NE LEGAL BUREAU
NEW DELHI, JULY 19
The Supreme Court on Friday referred to a seven-judge bench the issue whether states can grant the benefit of remission to convicts under the Constitution by laying down a common policy and without scrutinising “facts and materials” of each case by the Governor.
The vexatious legal issue caught the attention of the top court, which, while hearing the bail plea of a murder case convict Pyare Lal, was told that he has now been released from the jail after being granted the benefit of remission by the Haryana Governor under Article 161 (judicial power of Governor to pardon a convict) as per the policy of the state government.
The state government on the occasion of Independence Day in 2019, in the exercise of its powers under Article 161 of the Constitution, had decided to grant special remission to certain categories of prisoners such as if a male prisoner, convicted for life in a murder case, is above 75 years of age and completed 8 years of the sentence, then he will be granted the benefit of remission.
However, under Section 433A of the Code of Criminal Procedure (CrPC), a person, serving a life term, cannot be granted remission benefit without serving 14 years inside the jail.
A bench comprising Justice U U Lalit, M M Shantanagoudar and Vineet Saran referred to a judgement of a five-judge bench, rendered in 1978 in the Maru Ram case, and said Justice V R Krishna Iyer, writing for the majority, had said there was no need for the state to pass a separate order in each individual case for granting the benefit of remission but the “general order must be clear enough to identify the group of cases and indicate the application of mind to the whole group.
“The basis for such a conclusion is in the discussion… but at the same time the order issued on July 18, 1978, in the exercise of powers conferred under Article 161 of the Constitution which is an omnibus way had granted a benefit to the convicts, did not meet with the approval of the Court.”

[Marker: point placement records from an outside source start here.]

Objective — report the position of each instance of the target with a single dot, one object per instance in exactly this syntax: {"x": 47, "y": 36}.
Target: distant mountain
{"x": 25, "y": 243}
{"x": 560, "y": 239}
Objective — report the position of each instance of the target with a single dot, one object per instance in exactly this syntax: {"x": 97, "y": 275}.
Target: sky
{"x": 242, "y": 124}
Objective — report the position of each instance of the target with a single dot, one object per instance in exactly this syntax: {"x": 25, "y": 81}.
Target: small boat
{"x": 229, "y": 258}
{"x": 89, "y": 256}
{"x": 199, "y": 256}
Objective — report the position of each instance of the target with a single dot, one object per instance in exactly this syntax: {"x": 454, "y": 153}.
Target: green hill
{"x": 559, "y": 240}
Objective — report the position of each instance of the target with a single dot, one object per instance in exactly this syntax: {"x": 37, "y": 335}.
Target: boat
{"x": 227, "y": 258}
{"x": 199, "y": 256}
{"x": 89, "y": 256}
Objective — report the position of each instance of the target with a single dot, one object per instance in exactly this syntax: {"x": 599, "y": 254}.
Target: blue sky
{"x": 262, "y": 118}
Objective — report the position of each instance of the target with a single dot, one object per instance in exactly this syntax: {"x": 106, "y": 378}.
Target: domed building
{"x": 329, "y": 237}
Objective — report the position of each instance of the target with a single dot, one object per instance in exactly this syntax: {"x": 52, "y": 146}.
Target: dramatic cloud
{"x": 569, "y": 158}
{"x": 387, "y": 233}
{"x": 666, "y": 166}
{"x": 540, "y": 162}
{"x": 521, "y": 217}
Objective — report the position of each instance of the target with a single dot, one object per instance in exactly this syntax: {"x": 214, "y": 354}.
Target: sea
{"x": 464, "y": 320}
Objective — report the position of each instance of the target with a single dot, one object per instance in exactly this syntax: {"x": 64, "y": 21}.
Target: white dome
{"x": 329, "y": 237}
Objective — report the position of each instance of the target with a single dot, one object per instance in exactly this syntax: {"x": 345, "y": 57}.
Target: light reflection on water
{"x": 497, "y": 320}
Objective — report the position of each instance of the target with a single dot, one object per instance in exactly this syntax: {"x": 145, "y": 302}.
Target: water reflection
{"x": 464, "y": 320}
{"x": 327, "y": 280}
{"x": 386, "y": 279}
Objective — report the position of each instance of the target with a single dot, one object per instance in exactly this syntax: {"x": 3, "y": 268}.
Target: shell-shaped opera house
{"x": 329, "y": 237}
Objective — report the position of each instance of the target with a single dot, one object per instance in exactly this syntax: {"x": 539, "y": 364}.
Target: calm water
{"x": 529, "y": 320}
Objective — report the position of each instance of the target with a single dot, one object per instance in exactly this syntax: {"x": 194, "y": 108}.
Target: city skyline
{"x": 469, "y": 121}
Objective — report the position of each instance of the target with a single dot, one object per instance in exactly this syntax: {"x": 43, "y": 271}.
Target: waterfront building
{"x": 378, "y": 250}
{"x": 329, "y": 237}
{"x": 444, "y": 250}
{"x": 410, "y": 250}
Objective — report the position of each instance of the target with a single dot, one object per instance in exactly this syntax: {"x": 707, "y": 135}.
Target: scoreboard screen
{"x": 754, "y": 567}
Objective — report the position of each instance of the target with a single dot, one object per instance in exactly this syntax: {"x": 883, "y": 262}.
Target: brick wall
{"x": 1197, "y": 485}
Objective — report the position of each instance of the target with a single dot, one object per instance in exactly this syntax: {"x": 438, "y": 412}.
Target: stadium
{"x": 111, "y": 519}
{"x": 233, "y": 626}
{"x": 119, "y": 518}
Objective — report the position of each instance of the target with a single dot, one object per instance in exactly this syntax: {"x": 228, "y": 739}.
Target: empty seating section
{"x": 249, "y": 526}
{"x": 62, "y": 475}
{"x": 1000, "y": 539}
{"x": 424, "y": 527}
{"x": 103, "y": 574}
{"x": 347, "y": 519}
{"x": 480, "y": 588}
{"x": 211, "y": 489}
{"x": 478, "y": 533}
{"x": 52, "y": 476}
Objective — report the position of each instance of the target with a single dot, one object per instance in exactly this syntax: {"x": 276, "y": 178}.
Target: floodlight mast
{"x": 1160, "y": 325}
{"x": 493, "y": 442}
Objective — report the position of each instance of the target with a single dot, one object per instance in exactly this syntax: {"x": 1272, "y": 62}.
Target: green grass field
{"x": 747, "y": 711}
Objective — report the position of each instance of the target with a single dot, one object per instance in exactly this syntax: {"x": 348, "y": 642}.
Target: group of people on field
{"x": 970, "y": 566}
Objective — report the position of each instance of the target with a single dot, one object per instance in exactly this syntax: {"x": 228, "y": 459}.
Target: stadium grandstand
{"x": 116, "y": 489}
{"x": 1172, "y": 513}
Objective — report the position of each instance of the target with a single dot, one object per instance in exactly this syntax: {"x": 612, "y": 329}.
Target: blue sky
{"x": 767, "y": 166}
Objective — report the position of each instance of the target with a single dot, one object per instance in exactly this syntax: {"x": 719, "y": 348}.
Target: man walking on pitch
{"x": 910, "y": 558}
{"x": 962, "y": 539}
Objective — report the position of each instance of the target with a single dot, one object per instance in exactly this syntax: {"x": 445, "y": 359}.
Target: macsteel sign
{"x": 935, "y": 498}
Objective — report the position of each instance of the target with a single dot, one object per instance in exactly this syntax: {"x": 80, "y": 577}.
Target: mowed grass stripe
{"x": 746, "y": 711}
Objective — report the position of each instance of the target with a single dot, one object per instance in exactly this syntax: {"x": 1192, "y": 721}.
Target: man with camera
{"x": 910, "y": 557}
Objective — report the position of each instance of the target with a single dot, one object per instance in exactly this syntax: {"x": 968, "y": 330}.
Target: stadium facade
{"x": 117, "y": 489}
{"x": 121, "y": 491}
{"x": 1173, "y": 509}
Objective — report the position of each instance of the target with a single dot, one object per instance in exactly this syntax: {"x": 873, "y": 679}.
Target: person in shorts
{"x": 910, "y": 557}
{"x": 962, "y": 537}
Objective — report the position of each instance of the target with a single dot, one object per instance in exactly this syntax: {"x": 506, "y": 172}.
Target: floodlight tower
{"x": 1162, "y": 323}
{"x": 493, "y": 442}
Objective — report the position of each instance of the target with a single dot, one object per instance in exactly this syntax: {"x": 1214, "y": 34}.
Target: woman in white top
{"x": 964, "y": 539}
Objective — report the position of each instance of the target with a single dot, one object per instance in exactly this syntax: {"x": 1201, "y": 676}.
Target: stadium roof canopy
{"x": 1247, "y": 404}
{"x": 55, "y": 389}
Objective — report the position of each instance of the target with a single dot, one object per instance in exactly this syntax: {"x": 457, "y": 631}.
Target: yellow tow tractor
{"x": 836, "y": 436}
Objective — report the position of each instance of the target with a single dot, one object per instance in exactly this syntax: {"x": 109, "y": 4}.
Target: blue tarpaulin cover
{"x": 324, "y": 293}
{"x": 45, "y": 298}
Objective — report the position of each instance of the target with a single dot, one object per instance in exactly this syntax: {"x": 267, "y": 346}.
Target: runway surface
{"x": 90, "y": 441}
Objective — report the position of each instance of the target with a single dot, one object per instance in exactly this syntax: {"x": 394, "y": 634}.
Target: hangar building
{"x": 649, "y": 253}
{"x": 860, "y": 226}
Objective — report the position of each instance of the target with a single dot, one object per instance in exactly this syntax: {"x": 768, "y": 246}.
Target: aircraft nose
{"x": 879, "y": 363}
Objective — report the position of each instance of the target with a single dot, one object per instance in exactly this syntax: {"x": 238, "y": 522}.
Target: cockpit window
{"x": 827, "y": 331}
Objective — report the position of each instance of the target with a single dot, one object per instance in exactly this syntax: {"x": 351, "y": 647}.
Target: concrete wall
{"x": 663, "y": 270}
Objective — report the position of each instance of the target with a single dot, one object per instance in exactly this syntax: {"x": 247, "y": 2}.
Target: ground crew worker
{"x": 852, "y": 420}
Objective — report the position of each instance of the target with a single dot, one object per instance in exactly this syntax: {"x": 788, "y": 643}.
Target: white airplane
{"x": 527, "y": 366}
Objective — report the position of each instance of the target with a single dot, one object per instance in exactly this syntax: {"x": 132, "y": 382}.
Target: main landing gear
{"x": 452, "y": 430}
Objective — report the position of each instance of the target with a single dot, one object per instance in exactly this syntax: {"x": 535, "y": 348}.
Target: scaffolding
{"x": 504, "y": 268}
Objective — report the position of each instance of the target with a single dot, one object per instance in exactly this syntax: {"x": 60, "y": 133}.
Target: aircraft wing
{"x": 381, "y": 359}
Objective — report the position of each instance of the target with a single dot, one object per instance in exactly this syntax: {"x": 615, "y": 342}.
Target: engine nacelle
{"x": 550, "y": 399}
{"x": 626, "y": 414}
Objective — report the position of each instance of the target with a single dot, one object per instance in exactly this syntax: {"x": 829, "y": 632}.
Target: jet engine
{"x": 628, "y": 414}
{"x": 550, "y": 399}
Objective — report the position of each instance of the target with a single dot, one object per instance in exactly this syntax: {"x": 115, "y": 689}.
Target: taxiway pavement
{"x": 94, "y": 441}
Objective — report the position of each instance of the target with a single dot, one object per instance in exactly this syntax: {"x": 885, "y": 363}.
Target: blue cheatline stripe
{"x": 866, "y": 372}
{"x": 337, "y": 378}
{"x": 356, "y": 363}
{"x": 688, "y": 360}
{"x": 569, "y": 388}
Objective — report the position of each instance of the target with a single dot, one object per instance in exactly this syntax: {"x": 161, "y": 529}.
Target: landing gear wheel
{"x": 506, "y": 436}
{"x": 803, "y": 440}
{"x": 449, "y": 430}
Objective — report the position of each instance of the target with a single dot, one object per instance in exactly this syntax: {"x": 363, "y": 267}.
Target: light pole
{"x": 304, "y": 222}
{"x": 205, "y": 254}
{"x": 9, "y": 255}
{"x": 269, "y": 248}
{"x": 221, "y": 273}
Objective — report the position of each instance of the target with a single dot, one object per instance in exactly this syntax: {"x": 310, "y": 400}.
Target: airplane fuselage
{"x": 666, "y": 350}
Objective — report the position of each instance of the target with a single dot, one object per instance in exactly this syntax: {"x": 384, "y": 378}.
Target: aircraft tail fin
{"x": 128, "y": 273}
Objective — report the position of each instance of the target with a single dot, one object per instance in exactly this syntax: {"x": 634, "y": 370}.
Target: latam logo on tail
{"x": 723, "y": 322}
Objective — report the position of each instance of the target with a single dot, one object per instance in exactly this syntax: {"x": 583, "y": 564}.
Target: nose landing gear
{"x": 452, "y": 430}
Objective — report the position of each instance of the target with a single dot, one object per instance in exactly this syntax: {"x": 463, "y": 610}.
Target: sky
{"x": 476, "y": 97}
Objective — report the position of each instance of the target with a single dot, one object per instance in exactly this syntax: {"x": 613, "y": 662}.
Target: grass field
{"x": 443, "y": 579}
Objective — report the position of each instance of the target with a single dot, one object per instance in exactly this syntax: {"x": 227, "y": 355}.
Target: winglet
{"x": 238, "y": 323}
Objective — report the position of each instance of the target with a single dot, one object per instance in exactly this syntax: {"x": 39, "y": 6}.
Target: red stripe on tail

Referring to the inconsistency in the 1978 verdict, Justice Lalit, writing the judgment, decided to refer the issue to a larger bench to examine the “correctness and propriety of such an exercise” of the state.
“Whether in exercise of power conferred under Article 161 of the Constitution a policy can be framed, where under certain norms or postulates are laid down, on the satisfaction of which the benefit of remission can thereafter be granted by the Executive without placing the facts or material with respect to any of the cases before the Governor and whether such exercise can override the requirements under Section 433-A of the (Penal) Code,” reads the sole question framed by the bench for consideration of the larger bench.
“We, therefore, direct the Registry to place the matter before the Chief Justice for constituting a Bench of appropriate strength to consider the issues raised in the present matter,” the bench said in its 24-page judgment.
The top court, in the judgment, referred to the powers of the President and the Governors under the Constitution and the parameters laid down under section 433 A of the Code of Criminal Procedure to grant pardon to convicts and extensively dealt with the 1978 verdict of the Constitution bench.
“However, the question that arises is whether, in the exercise of power under Article 161 of the Constitution, a policy could be laid down setting out certain norms or postulates, on the satisfaction of which the benefit could thereafter be conferred upon or granted to the convicts by the executive without even placing the individual facts and material pertaining to the case of the convict, before the Governor,” it said.
It then examined the 2019 policy of the Haryana government to grant remission benefits to certain classes of convicts.
Every convict “(i) if the age of the convict was above 75 years in case of a male and above 65 years in case of a female, (ii) and, if the convict had completed 8 years or 6 years of actual sentence respectively, (iii) and, if the conduct of the convict in jail was satisfactory, in that the convict had not committed any major jail offence in the last two years, (iv) and the convict did not come within any of the exceptions laid down in para (2) of the Policy; the convict was released forthwith,” said the judgment on Haryana’s policy.
The state government also accepted that no individual facts or material pertaining to any of the cases were placed before the Governor and the remission benefits were granted as per the Policy, it said.
“The Governor, thus, did not have the occasion to look into the issues such as the severity of the crime or the manner in which the crime was committed or the impact of the crime on the Society or how the matter was seen and considered by the concerned courts while holding or upholding that the concerned convicts were found guilty of the offences in question,” the apex court said while referring the legal issue to the larger bench.
Earlier, the top court had sought response of the Haryana government after questioning the policy to grant remission in view of the fact that Section 433A provides that a person, serving the life term, cannot be granted the benefits before serving 14 years in jail.